The Result of Examination – Examine yourselves to see whether you are in the faith; test yourselves.  Do you not realise that Christ Jesus is in you—unless, of course, you fail the test?  The Apostle was confident that the Corinthians would pass the test.  No doubt there are some, perhaps even among us, who are self-deluded.  Certainly, within the churches of our Lord there are multiplied individuals who grow as weeds among the wheat of the faithful.  Should any such be discovered through the call to self-examination, I urge them to cease from their efforts to make themselves Christians and turning to the Saviour to cast himself on His mercy.  He will receive each such individual, forgive them their sin and give to them that precious gift of eternal life.

When I issue a call to you as a congregation to examine your own lives, I do so in the knowledge that such an examination, though possibly painful for the moment, will immediately yield a harvest of righteousness for each one who passes the test.  Those who discover themselves to indeed belong to Christ will be greatly encouraged to continue doing those things which are pleasing to the Lord.  I recognise that the benefit of such examination is that those who are Christians will draw rich encouragement in their life.  Examine yourselves that you may convince yourself of God’s power at work in your life and that you may continue to grow and glorify Him.

To you who apply the test and discover though that you are Christians you have begun to turn aside to your own desire, may I warn you with a heart of love that will do you good and not evil, that God shall discipline you for your own good.  You have already heard that the Lord disciplines those He loves, and since you are His dear child He will discipline you.  That which you think will bring you happiness will turn to dust in your life.  Your heart will be buffeted and He will stand opposed to you in your mad pursuit of self-will.  If you persist in do your will instead of His, He will remove that which you thought most dear in life.  If you do not heed His warning, He may well remove you from this life that you do harm neither to His Name nor yourself.
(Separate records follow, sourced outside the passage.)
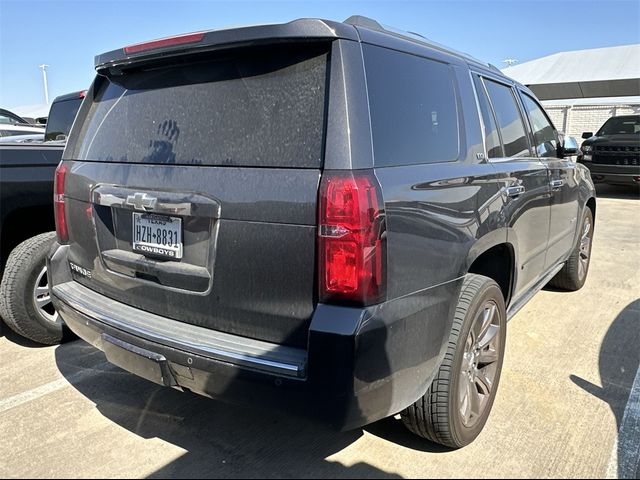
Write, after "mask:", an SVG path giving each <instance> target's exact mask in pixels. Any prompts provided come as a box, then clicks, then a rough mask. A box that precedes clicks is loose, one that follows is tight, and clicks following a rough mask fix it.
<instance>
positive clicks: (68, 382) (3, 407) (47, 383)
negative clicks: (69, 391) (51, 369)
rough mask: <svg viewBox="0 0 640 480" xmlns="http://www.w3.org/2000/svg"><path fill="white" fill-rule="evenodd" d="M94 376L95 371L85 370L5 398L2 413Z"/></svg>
mask: <svg viewBox="0 0 640 480" xmlns="http://www.w3.org/2000/svg"><path fill="white" fill-rule="evenodd" d="M93 374H94V371H93V369H88V370H83V371H80V372H78V373H75V374H73V375H69V377H67V378H59V379H58V380H54V381H53V382H49V383H45V384H44V385H40V386H39V387H36V388H32V389H31V390H27V391H26V392H22V393H19V394H17V395H14V396H12V397H8V398H3V399H1V400H0V413H2V412H6V411H7V410H10V409H12V408H15V407H19V406H20V405H24V404H25V403H29V402H31V401H33V400H36V399H38V398H40V397H44V396H45V395H48V394H50V393H52V392H55V391H58V390H61V389H63V388H65V387H67V386H69V385H71V384H73V383H76V382H80V381H82V380H84V379H85V378H87V377H90V376H91V375H93Z"/></svg>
You who honestly apply the test and find that you have failed can yet benefit, though the knowledge that you have failed will no doubt be painful for the moment.  If the knowledge of failure serves to turn you who are self-deceived to the Lord, what a rich benefit will be yours!  If the knowledge that you have deceived yourselves serves to bring you to life in Him, how you will rejoice.  Though others may suspect that an individual has lived a life of self-delusion, ultimately it is the Lord alone who knows.  If He now speaks to your heart, please submit to Him that you might enter into life.

If I now speak to such an individual, do not let pride turn you away from responding to the Spirit’s call.  Do not let your fear of what your fellow church members may think keep you from life that is true life.  Confess that you have deceived yourself, receive Christ as Master of life that He might become your Saviour in very fact.  Amen.